The DOJ’s complaint alleged that Bazaarvoice’s acquisition of PowerReviews violated the Clayton Act, which forbids mergers that may “substantially lessen competition, or tend to create a monopoly.” On Jan. 8, Judge William Orrick of the U.S. District Court of Northern California ruled that the merger violated this act.
“Bazaarvoice violated … the Clayton Act by purchasing its closest and only serious competitor, creating the likelihood of an anticompetitive effect in the R&R [ratings and reviews] market in the United States,” Orrick wrote in his 141-page ruling.
The major implication of the court’s ruling for Bazaarvoice is that the government can now file an injunction that would force the company to divest from PowerReviews, which would ultimately separate the two companies. However, Orrick’s ruling noted that since the companies have been merged for 18 months, divestment would prove to be a complex task.
This difficulty stems from the fact that the merger has already taken place, and the purpose of divestment would be to “unwind the transaction” and restore the pre-merger status of the R&R market, explained Clifford Aronson, an antitrust attorney at the Skadden, Arps, Slate, Meagher & Flom law firm.
Because of the intricacies of the case, the DOJ and Bazaarvoice have a status conference scheduled for Wednesday, at which both parties will discuss how to proceed with finding a remedy. The DOJ and Bazaarvoice also filed a joint statement on Friday outlining the plan for negotiations in the coming months.

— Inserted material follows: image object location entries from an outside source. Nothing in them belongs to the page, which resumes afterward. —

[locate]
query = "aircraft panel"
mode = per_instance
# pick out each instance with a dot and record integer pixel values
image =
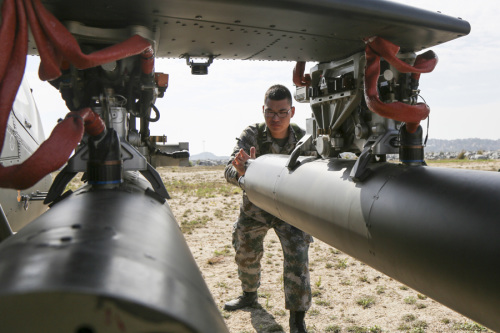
(292, 30)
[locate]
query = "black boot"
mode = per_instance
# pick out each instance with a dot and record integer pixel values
(297, 323)
(243, 301)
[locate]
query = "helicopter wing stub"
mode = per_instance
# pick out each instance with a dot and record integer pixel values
(289, 30)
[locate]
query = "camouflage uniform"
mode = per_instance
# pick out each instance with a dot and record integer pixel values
(253, 223)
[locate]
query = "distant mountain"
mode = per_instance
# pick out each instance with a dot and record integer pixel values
(207, 156)
(457, 145)
(433, 146)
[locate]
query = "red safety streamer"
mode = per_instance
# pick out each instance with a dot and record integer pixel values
(57, 48)
(377, 47)
(299, 79)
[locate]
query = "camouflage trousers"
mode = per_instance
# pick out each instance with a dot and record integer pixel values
(248, 239)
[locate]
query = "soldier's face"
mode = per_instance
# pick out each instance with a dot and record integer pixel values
(277, 115)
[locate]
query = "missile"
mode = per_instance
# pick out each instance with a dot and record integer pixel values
(104, 260)
(434, 229)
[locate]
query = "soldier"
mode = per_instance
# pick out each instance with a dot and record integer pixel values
(275, 136)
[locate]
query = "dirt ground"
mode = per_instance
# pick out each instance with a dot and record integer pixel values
(348, 296)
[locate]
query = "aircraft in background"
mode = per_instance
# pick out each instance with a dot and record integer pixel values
(24, 135)
(110, 258)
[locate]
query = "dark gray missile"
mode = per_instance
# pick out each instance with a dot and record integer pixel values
(436, 230)
(104, 261)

The DOJ could not be reached for a comment. A spokesperson for Bazaarvoice deferred comment to a press release from Jan. 9, which said the company was “disappointed in the outcome of the litigation,” as it believed the merger with PowerReviews had been “beneficial to customers.”

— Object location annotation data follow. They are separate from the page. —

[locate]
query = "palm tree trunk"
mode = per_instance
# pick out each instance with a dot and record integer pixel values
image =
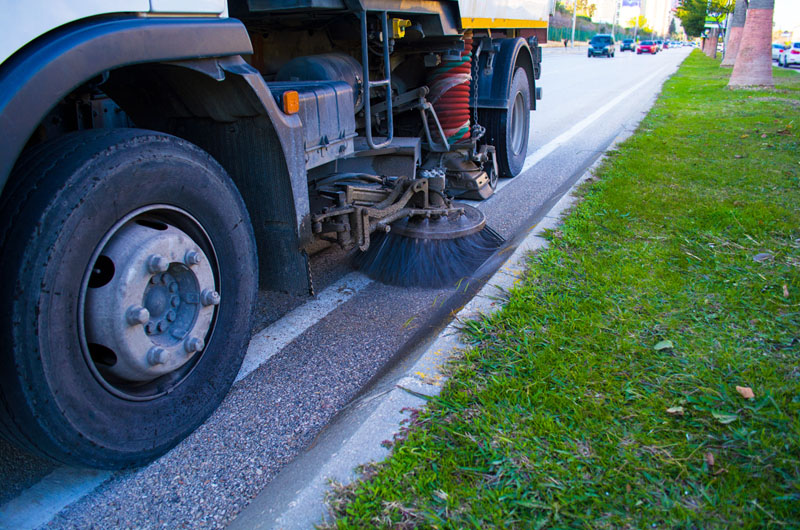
(753, 66)
(711, 43)
(735, 33)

Despite the fact that a meeting is set for Wednesday, a resolution to the antitrust violation may not be finalized for some time. According to someone familiar with the situation, who wished to remain anonymous, “It may be a while before anything of substance comes from this.” The person also stated that if a solution that is favorable to both parties is not reached, Bazaarvoice will probably appeal the decision.
Experts say the decision in this case will still be significant and will likely be cited in future merger cases.
Kiran Bhat and Joseph Rancour, associates at Skadden Arps who practice antitrust law, said the case is “notable” because it is the second time a federal court has “thoroughly appl[ied]” 2010 merger guidelines in finding a violation of Section 7 of the Clayton Act, the specific law at issue in the Bazaarvoice case.
The other case pending against Bazaarvoice, brought by Edmans, a Wharton professor suing the company and 13 of its officers and directors, alleges the defendants “breached their fiduciary duties” to Bazaarvoice and its shareholders by merging with PowerReviews. Edmans claims the defendants harmed shareholders by “knowingly approving a patently anticompetitive acquisition” that would subject Bazaarvoice to “significant government scrutiny and liability.”
Edmans and his lawyer declined to comment on the lawsuit. Bazaarvoice deferred comment to a Nov. 26 Securities and Exchange Commission filing, which described the nature of the suit to Bazaarvoice’s shareholders, noting at the time that it was “not possible to reliably predict the outcome of the case.”